I hope EDL get a real Welsh welcome.


----------



## ddraig (May 31, 2013)

Anyone want the anti meet details pm me
out and about on phone so not watching thread but will reply later
Cheers


----------



## Ranbay (May 31, 2013)

Being told to meet up at 12 now.


----------



## ddraig (Jun 1, 2013)

see youz there tomorrow


----------



## ddraig (Jun 1, 2013)

heard eye witness report of Muslim being attacked in Cathays last night and gang to big to take on, they were apparently ok but shaken obviously


----------



## ddraig (Jun 1, 2013)

soo there was 15-20 people including a few families, 1 proper fash with all the tatoos and a rock against communism t -shirt and another couple apparently
the woman who organised it came over the road to speak to the anti's and had basically started a page (fb i presume) page about it and was not racist
fair play to her for coming to speak to us
hundreds there including fucking paper sellers and uaf
few anti fa that got slated by Jeff Hurford of the uaf, you still post here Jeff?
you were out of order and that really annoyed me and people i was with including someone on their first thing of this kind, why do you think you can dictate like that?

i got threatened twice by plod and prodded by one of them, dickheads


----------



## ddraig (Jun 1, 2013)

bbc bit with video
http://www.bbc.co.uk/news/uk-wales-22740662


----------



## editor (Jun 1, 2013)

Irrespective of their shitty racist policies, why would any Welsh person want to support the *English* defence league?!


----------



## ddraig (Jun 1, 2013)

reckon it is 2-3 idiots at most


----------



## Gavin Bl (Jun 1, 2013)

first I heard of this...fucking wankers.


----------



## ddraig (Jun 1, 2013)

most of them were not racist
their walk with the wreaths went ahead and it wasn't disrupted at any point, it went from the barracks through the backstreets coming out behind Maindy pool then down north road  and to the war memorial in Cathays Park, they placed them in silence as in the bbc video and stood for a while then dispersed.

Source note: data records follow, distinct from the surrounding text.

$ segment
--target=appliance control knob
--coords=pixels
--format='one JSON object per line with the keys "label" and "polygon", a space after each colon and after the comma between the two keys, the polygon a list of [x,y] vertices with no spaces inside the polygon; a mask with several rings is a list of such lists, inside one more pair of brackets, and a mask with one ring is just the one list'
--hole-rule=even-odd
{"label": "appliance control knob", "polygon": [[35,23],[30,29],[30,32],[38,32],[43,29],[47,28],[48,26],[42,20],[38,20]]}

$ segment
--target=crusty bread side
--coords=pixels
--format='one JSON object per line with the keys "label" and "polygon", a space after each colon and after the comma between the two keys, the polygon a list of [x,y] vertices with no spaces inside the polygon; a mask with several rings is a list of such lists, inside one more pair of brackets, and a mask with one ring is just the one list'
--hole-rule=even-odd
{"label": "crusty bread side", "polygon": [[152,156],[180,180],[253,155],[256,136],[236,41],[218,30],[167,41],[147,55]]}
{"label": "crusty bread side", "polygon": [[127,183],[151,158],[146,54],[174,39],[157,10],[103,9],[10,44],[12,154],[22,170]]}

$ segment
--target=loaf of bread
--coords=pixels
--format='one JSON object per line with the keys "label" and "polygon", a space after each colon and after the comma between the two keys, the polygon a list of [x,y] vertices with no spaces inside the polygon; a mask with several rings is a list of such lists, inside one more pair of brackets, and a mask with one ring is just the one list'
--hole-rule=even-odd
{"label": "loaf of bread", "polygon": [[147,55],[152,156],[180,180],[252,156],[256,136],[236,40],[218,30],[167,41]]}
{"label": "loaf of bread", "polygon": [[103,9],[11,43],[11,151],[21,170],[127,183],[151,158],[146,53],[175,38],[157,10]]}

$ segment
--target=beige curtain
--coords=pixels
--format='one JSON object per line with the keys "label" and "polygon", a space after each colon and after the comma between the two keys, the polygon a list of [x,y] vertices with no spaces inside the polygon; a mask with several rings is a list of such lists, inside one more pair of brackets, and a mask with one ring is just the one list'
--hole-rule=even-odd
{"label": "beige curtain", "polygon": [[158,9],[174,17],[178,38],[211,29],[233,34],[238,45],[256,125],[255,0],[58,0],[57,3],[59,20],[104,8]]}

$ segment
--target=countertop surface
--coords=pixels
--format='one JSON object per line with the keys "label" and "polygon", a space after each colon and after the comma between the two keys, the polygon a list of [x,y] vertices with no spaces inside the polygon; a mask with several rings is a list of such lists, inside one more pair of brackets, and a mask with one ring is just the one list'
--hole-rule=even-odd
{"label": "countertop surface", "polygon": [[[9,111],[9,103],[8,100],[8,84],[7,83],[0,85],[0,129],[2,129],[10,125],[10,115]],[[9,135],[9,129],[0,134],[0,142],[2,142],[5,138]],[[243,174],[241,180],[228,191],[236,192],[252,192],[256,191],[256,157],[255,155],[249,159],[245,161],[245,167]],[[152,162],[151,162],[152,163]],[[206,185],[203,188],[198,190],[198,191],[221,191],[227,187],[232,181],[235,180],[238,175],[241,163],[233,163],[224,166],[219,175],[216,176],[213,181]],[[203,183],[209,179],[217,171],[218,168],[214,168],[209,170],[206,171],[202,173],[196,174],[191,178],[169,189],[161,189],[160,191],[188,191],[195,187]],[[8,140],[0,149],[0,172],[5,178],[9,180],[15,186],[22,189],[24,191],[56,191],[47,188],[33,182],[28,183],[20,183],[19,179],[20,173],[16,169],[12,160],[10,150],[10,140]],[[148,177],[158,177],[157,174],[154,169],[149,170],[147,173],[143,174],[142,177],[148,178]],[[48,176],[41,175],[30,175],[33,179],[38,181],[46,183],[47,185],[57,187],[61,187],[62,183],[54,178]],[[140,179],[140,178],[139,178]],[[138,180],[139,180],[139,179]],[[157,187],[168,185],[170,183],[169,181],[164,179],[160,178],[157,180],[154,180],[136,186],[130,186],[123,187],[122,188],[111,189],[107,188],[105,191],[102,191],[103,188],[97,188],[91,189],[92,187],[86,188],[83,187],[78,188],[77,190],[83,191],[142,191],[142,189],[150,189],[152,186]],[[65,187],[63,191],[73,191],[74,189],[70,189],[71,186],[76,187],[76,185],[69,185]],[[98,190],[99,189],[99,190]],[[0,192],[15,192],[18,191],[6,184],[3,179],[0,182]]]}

the majority of antis didn't go but stayed at the barracks and some went to check on the mosque, and Hurford was saying that people might want to walk with the wreath holders could do so but wouldn't be allowed or shouldn't take their placards and started slagging off 'troublemakers' meaning the anarchists and others


----------



## ddraig (Jun 2, 2013)

http://instagram.com/p/aCE_2XMRFX/
can't embed


----------



## ddraig (Jun 2, 2013)

hmmm to comments
http://www.indymedia.org.uk/en/2013/06/509898.html?c=on#c295009
nazi getting a lift from police in these pics
http://www.flickr.com/photos/38303892@N05/sets/72157633859482411/


----------



## ddraig (Jun 3, 2013)

1000 views in 4 days!


----------



## Ranbay (Jun 3, 2013)

Fash, Jurnos, internet police


----------



## ddraig (Jun 22, 2013)

Cardiff Strong 'peaceful' march tomorrow 11:45 O'Neils St Mary st
leaflet with half a shit union flag on it reads
Cardiff Strong
'I stand with Cardiff'
23rd June
A peaceful March through Cardiff to pay respects to Lee Rigby and to show unity and strength in solidarity against extremism


----------



## ddraig (Jun 23, 2013)

Cardiff "Strong" was weak
about 15 of them and no families this time
nazi boy from Swansea picked up early on and the walk wasn't even followed as no recognisable fash on it
there were some blokes hanging around the edges who were either OB or casuals keeping an eye
looked like it was organised by the same woman who did the walk for Lee Rigby
spoons was shut!


----------



## Gavin Bl (Jun 23, 2013)

I saw that lot this morning, wondered who they were...esp when I saw the Spoons was shut too!

With my kids, so I was a bit iffy at first, but it was pretty pitiful, didn't think they were dodge when I saw the Cardiff strong stuff, though a union jack leaflet did make me wonder.


----------



## ddraig (Jun 23, 2013)

some shit pics wot i found
15 max


----------



## Gavin Bl (Jun 24, 2013)

I passed them when they were in St Marys St as per that pic, they must have been pretty gutted. Lol.


----------



## ciao69 (May 26, 2014)

editor said:


> *title edited
> 
> I hope EDL get a real Welsh welcome.


THAT'S A PROB REALLY , REGARDLESS OF WHAT THEY STAND FOR . .EDL DOES NOT REPRESENT WALES IN ANY WAY . .MAYBE A WDL MARCH MAY OF BEEN A SUCCESS, AS I DOUBT ANYBODY KNOWS WHAT THEY PROTEST ABOUT THESE DAYS


----------



## ddraig (May 26, 2014)

WHAT WHO PROTESTS ABOUT??


----------



## Pickman's model (May 26, 2014)

editor said:


> Irrespective of their shitty racist policies, why would any Welsh person want to support the *English* defence league?!


quislings?


----------



## Pickman's model (May 26, 2014)

ciao69 said:


> THAT'S A PROB REALLY , REGARDLESS OF WHAT THEY STAND FOR . .EDL DOES NOT REPRESENT WALES IN ANY WAY . .MAYBE A WDL MARCH MAY OF BEEN A SUCCESS, AS I DOUBT ANYBODY KNOWS WHAT THEY PROTEST ABOUT THESE DAYS


you seem to have inadvertantly left caps lock in; posting in capitals makes you look a loon.


----------



## Ranbay (May 26, 2014)




----------